Steamboat Springs A storm that dropped nearly three-quarters of an inch of rain on Steamboat Springs late this week is helping April creep closer to its precipitation norm.
Steamboat weather observer Art Judson recorded 0.71 inches of rain overnight Thursday, bringing April’s total precipitation in the city to 2.03 inches. That’s just short of the historic average of 2.29 inches.
The effects of the rain are becoming apparent as the hillsides surrounding Steamboat turn from winter brown to spring and summer green. Aspen groves across the valley already are sprouting green leaves, something that often doesn’t happen until June in more typical years.
However, fire conditions persist. Unincorporated parts of Routt County, excluding federally owned lands, have been under a fire restriction since April 18. And although moisture has returned, it hasn’t been enough to douse the threat of wildfire.
“It’s definitely helped, but if we get hot and windy for a couple days, we’ll be back to where we were,” said Bob Struble, director of Routt County Emergency Management.
He said the fire danger overall is moderate, particularly at lower elevations. The fire restrictions will remain in place for the foreseeable future, Struble said.
“I’m sure there are some people that would like to see them lifted, but we’re not ready to do that quite yet,” Struble said.
During the months of May, June and July, the National Weather Service in Grand Junction is predicting a strong chance for above-average temperatures.
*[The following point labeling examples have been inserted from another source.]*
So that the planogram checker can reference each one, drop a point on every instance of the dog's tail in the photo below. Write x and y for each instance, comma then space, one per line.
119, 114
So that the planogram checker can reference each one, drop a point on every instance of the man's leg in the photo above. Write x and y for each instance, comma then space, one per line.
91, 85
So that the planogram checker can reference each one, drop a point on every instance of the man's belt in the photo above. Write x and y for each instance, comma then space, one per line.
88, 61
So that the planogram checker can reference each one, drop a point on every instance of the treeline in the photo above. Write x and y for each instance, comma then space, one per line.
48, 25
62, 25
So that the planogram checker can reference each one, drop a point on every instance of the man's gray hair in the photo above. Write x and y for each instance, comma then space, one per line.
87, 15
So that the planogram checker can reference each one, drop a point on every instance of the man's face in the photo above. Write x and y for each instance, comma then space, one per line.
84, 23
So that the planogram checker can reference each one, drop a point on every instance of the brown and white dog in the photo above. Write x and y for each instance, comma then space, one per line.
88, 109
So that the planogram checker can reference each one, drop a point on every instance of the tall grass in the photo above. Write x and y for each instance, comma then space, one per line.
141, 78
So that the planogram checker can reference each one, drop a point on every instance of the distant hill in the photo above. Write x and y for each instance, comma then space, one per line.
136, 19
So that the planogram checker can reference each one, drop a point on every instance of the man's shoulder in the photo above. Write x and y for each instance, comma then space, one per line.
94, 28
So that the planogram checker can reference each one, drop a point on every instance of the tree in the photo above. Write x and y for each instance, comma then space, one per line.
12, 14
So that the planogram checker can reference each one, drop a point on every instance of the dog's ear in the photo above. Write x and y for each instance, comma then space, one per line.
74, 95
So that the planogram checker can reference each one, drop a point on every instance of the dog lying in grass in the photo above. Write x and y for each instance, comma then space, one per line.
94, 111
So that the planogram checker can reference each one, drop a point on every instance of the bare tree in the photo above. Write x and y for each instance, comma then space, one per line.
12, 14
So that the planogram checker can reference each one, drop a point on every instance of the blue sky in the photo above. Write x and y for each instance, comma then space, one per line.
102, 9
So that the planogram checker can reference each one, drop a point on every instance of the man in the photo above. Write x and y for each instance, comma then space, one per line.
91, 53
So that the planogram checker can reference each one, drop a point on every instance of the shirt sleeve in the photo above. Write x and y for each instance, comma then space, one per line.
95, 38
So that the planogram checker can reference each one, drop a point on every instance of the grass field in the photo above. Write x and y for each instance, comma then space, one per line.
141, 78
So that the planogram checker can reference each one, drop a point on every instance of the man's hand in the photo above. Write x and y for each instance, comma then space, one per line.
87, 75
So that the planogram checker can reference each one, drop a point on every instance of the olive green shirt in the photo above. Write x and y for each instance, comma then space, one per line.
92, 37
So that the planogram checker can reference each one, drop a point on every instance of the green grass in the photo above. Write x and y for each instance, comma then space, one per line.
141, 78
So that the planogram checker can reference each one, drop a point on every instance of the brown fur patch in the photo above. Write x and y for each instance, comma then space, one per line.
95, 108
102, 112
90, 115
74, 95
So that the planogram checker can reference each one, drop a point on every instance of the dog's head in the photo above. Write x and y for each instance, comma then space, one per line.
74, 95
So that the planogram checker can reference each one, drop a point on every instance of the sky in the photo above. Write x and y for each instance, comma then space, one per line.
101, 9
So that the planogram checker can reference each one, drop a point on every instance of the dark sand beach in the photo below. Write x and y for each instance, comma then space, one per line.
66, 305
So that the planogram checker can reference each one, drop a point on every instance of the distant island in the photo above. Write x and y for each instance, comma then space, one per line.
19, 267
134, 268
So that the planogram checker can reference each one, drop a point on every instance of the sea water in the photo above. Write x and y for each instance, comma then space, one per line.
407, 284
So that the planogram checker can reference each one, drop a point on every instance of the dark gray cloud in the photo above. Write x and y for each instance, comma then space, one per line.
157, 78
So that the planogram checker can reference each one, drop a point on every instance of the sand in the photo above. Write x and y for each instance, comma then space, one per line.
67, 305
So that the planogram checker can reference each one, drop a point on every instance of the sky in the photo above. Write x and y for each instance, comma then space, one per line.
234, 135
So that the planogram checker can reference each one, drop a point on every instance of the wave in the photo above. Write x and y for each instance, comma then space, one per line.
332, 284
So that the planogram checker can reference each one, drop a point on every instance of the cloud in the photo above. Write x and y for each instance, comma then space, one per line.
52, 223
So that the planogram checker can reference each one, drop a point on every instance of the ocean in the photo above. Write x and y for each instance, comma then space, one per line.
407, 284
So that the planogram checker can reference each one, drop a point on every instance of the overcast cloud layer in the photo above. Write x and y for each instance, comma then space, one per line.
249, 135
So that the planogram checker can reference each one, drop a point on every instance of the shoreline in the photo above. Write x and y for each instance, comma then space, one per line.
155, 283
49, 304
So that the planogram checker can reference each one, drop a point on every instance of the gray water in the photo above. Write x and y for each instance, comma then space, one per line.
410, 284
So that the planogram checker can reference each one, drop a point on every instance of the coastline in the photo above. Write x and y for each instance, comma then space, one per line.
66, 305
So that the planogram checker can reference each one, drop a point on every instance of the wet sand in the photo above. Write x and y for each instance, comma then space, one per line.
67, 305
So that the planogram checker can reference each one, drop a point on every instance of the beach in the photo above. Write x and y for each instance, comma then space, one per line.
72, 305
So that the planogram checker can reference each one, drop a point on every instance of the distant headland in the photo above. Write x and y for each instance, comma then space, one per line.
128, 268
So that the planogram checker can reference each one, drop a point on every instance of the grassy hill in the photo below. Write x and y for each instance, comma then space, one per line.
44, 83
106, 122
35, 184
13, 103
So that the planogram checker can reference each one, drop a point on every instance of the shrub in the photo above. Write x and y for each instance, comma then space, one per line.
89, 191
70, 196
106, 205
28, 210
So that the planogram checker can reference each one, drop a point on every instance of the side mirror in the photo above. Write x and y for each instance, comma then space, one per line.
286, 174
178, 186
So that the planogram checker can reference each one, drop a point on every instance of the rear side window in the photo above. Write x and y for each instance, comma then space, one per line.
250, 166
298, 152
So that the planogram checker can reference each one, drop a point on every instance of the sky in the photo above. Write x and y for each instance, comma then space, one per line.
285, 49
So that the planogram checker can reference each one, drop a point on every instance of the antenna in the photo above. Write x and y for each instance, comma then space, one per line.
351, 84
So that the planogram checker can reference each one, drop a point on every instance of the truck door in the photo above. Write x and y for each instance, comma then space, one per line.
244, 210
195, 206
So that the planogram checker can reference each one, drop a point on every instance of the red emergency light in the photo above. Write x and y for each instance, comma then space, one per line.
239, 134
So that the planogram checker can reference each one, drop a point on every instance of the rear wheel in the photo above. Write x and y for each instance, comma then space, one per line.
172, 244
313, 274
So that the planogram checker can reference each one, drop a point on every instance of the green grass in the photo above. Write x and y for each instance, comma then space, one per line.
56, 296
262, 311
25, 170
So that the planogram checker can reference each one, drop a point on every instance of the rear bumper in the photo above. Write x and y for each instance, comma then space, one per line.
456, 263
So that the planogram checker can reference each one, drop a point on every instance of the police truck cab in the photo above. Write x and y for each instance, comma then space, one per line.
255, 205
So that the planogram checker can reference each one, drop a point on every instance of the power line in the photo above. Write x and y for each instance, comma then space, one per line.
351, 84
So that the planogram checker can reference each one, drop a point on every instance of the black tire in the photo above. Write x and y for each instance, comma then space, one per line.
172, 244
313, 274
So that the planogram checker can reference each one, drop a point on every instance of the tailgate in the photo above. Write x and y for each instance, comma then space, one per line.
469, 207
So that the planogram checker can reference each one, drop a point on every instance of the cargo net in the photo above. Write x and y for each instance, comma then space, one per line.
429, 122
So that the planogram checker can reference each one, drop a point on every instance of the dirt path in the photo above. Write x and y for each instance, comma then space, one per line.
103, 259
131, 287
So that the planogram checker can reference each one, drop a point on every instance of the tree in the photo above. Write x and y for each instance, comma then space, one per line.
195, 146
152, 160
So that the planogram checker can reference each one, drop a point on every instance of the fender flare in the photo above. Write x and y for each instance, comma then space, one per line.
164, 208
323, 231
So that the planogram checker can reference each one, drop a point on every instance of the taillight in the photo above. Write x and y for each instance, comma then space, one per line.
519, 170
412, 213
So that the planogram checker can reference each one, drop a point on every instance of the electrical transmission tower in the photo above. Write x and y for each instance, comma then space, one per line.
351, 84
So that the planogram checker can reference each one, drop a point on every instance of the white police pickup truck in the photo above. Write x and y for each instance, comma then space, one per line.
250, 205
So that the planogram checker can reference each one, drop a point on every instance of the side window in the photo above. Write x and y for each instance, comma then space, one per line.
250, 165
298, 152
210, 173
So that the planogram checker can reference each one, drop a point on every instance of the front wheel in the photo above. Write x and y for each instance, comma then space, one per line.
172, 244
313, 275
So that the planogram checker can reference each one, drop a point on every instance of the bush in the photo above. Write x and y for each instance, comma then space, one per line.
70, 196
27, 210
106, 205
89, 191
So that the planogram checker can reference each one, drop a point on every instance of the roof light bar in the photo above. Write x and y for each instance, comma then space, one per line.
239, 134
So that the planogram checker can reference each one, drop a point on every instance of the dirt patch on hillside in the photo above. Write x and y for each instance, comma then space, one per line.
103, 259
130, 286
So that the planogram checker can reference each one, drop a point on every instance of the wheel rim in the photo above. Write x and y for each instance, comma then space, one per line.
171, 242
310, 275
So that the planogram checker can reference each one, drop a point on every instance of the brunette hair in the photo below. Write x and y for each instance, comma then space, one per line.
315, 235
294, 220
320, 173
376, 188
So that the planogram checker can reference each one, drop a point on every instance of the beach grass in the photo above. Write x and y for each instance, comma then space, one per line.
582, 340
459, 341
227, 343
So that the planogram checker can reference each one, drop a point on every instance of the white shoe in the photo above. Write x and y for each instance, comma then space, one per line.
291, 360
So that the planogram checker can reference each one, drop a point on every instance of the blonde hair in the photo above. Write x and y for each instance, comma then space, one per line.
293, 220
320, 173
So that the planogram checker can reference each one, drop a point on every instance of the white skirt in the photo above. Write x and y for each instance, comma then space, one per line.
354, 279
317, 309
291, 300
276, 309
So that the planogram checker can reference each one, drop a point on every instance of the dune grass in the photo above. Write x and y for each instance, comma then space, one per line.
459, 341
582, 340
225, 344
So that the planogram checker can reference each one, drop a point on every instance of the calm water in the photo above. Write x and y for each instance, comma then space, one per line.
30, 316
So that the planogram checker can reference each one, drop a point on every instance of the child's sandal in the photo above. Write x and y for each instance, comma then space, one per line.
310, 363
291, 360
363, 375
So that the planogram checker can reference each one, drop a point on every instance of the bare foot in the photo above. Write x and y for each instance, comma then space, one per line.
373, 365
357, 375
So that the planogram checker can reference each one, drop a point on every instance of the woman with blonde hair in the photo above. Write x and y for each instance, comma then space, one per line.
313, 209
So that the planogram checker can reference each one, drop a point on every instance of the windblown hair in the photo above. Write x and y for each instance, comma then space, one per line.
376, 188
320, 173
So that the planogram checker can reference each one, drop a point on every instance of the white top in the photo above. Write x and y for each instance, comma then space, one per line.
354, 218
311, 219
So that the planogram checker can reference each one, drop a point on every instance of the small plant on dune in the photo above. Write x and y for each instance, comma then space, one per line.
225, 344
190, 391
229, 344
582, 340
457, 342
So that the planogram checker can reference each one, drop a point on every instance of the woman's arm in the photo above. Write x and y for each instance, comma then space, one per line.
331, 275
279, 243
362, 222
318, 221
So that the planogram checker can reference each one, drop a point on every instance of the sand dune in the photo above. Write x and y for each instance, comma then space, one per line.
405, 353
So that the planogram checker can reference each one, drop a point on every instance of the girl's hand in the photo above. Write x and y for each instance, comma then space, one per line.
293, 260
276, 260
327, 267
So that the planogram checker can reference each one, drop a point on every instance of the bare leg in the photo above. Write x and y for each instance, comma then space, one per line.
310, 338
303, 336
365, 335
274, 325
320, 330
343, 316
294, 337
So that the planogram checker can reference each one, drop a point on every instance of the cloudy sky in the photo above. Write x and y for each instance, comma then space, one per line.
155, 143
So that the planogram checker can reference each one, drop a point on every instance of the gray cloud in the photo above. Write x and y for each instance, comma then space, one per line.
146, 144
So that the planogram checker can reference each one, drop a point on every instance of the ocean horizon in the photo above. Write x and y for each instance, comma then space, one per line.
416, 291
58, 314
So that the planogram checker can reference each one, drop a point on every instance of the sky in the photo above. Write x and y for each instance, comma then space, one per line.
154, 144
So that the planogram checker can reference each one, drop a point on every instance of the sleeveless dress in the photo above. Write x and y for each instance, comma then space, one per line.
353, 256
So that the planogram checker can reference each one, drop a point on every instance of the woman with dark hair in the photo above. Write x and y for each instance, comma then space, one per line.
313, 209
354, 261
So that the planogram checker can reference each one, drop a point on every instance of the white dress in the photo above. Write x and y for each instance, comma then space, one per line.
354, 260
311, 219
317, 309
Models are showing average moisture for that same three-month period, meteorologist Mike Meyers said Friday.
In the short term, a gradual warming trend is expected through Tuesday, when the daytime high could reach 72 degrees in Steamboat Springs. The next chance for moisture arrives Tuesday night, when a weak trough is expected to move into the region.
“It doesn’t look like a big event,” he said.
Saturday is expected to be mostly sunny with a high of 56 degrees. The overnight low will drop to 28 degrees. Sunday will be sunny with a high of 61.